On Tuesday, Fannie Mae and Freddie Mac, in coordination with the Federal Housing Finance Agency, announced relief plans to discourage multifamily landlords from evicting renters from properties as a result of non-payment. In exchange, Fannie Mae and Freddie Mac are allowing multifamily landlords (whose loans are financed by Freddie or Fannie) to defer loan payments up to 90 days due to hardship related to COVID-19. According to Freddie Mac’s press release, it expects that the plan will provide relief for up to 4.2 million U.S. renters across more than 27,000 properties.
Although exact details about Freddie Mac’s plan have not yet been released, Fannie Mae has already provided significant detail about the relief plan. Specifically, Fannie Mae advises in Supplement 20-05, “If a Borrower requests forbearance related to [COVID-19], you should immediately consider executing a pre-negotiation letter with the Borrower and Fannie Mae (if participating in the discussions). Fannie Mae recommends using either the simplified form of pre-negotiation letter contained in the Supplement or the form pre-negotiation letter contained in the Fannie Mae Servicing Guide.” Additionally, Fannie Mae has delegated to servicers the “authority to execute a forbearance agreement for up to 3 monthly payments beginning with the first missed monthly payment, provided the missed payment did not occur before April 1, 2020.” While a pre-negotiation letter is not required to enter into a forbearance agreement, Fannie Mae does require a pre-negotiation letter before engaging in “on-going Borrower discussions.”

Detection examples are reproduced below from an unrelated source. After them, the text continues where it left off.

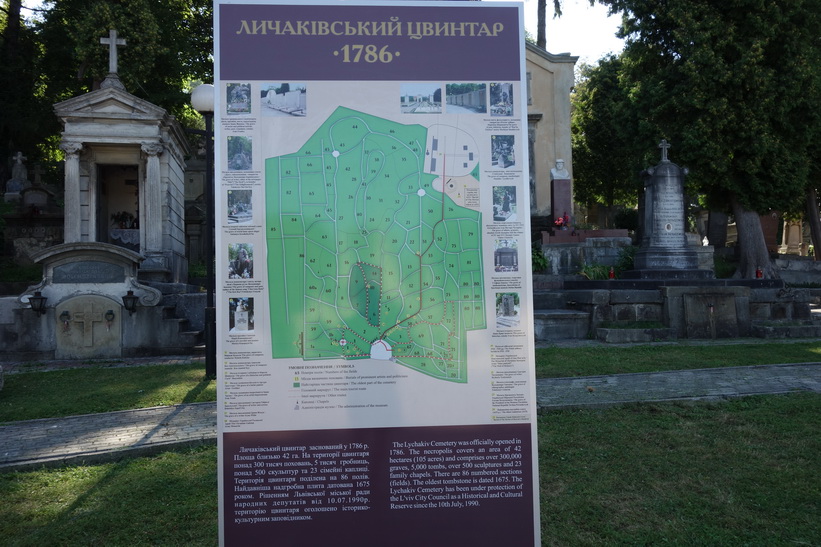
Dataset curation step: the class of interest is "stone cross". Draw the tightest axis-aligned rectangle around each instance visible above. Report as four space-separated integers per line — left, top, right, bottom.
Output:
659 139 671 161
71 304 103 347
100 29 126 74
33 163 45 186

With respect to the terms of the forbearance agreement, Fannie Mae is requiring that the borrower:
- Bring the mortgage loan current by the earlier of:
- 12 months after the end of the forbearance period, or
- the borrower’s receipt (or the servicer’s receipt on the borrower’s behalf) of Business Income insurance proceeds (or any other assistance or relief program proceeds), per the forbearance agreement.
- Suspend all evictions of tenants who have been financially impacted by COVID-19 for the longer of:
- 90 days after the forbearance agreement effective date, or
- until the mortgage loan is brought current.
- Permit affected tenants to repay any missed rent payments over a period of no more than 12 equal monthly installments, without late charges, together with the affected tenant’s regular monthly rent, to the extent permitted by applicable law.
Although Freddie Mac has not released specifics yet, it will also require borrowers to forgo any evictions during the forbearance period.
For servicers of Fannie Mae loans, Fannie Mae is requiring that they:
- Certify that they are acting as a prudent commercial real estate lender, conducting sufficient due diligence, and reviewing sufficient information to determine the relief granted to the borrower is necessary;
- Obtain Fannie Mae’s approval of any changes to the forbearance agreement form;
- Require the borrower’s payment of any expenses, including reasonable attorneys’ fees, related to executing the agreement;
- Submit a copy of the executed forbearance agreement in the Multifamily Asset Management Portal (MAMP);
- Retain a copy in their servicing file; and
- Obtain Fannie Mae’s approval for any forbearance or continuation exceeding three months.
Additionally, Fannie Mae will be waiving any late charges to which it might be entitled and “encourages” servicers to “provide relief from the late charges” retained by servicers “unless otherwise provided in the Lender Contract.” However, Fannie Mae has made clear that servicers will be responsible for delinquency advances and servicing advances per the Fannie Mae Guide for loans granted a forbearance.
For multifamily borrowers, it is important to evaluate your situation and determine whether “the operations and financial performance of the Property have suffered as a result of the Health Crisis such that short-term relief from [your] obligations is needed.” As for servicers, it is likely that multifamily borrowers will immediately start seeking forbearance agreements as they begin to assess the impact of COVID-19. As a result, it will be important to start implementing procedures to collect information from borrowers and determine whether forbearance is appropriate.